Figure 3: Regional quantification of oligodendrocytes (Olig2) and microglia (Iba-1) positive staining.
(A) Olig2 staining in white matter regions (corona radiata, subcortical white matter (SWM), and corpus callosum) showed no difference across groups. (B-D) No Olig2 staining differences were detected between control, vehicle, and Az-treated groups in the posterior gyri across the cortex (B), SWM (C), or corona radiata (D). (E) Iba-1 staining in white matter and cortical regions (corona radiata, SWM, corpus callosum, and cortex) showed that control animals had significantly lower gyral Iba-1 ranking than the vehicle and Az-treated groups (p < 0.001, 0.03). (F-H) In the posterior gyri, Az-treated and Vehicle animals were similar across the cortex (F), SWM (G), and corona radiata (H).
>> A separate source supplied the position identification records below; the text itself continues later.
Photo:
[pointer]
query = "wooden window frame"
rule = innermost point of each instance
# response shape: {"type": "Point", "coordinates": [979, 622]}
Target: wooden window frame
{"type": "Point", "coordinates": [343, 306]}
Control animals had significantly lower Iba-1 staining than vehicle and Az groups (p < 0.001, 0.005). These statistical trends were similar across all other gyri (not shown). For all analyses, values were normalized as fold differences from the sex- and round-specific control median. Statistical testing was performed using Kruskal-Wallis tests with Dunn's correction. Any p<0.05 was considered significant. Error bars represent median±IQR.